Department of Biomedicine and Prevention, University of Rome Tor Vergata, Rome, Italy.
BMJ Paediatr Open. 2018 May 24;2(1):e000241. doi: 10.1136/bmjpo-2017-000241. eCollection 2018.
System-level interventions including rapid response teams and paediatric early warning scores have been designed to support escalation of care and prevent severe adverse events in hospital wards. Barriers and facilitators to escalation of care have been rarely explored in paediatric settings.
This study explores the experiences of parents and healthcare professionals of in-hospital paediatric clinical deterioration events to identify factors associated with escalation of care.
Across 2 hospital sites, 6 focus groups with 32 participants were conducted with parents (n=9) and healthcare professionals (n=23) who had cared for or witnessed a clinical deterioration event of a child. Transcripts of audio recording were analysed for emergent themes using a constant comparative approach.
Four themes and 19 subthemes were identified: (1) impact of staff competencies and skills, including personal judgement of clinical efficacy (self-efficacy), differences in staff training and their impact on perceived nursing credibility; (2) impact of relationships in care focusing on communication and teamwork; (3) processes identifying and responding to clinical deterioration, such as patient assessment practices, tools to support the identification of patients at risk and the role of the rapid response team; and (4) influences of organisational factors on escalation of care, such as staffing, patient pathways and continuity of care.

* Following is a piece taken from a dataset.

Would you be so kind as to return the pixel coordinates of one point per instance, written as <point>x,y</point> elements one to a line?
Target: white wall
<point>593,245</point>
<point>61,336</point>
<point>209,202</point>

Findings emphasise the considerable influence of social processes such as teamwork, communication, models of staff organisation and staff education. Further studies are needed to better understand how modification of these factors can be used to improve patient safety.
包括快速反应小组和儿科早期预警评分在内的系统层面干预措施旨在支持医院病房护理级别提升并预防严重不良事件。在儿科环境中,护理级别提升的障碍和促进因素很少被探讨。
本研究探讨家长和医护人员对儿科住院临床病情恶化事件的经历,以确定与护理级别提升相关的因素。
在2个医院地点,对9名家长和23名医护人员进行了6个焦点小组访谈,这些家长和医护人员曾照顾或目睹过儿童临床病情恶化事件。使用持续比较法对录音文本进行分析,以找出新出现的主题。
确定了4个主题和19个子主题:(1)工作人员能力和技能的影响,包括对临床疗效的个人判断(自我效能)、工作人员培训差异及其对护理可信度的影响;(2)护理中关系的影响,重点是沟通和团队合作;(3)识别和应对临床病情恶化的过程,如患者评估实践、支持识别高危患者的工具以及快速反应小组的作用;(4)组织因素对护理级别提升的影响,如人员配备、患者就医流程和护理连续性。
研究结果强调了团队合作、沟通、人员组织模式和人员教育等社会过程的重大影响。需要进一步研究以更好地理解如何通过改变这些因素来提高患者安全。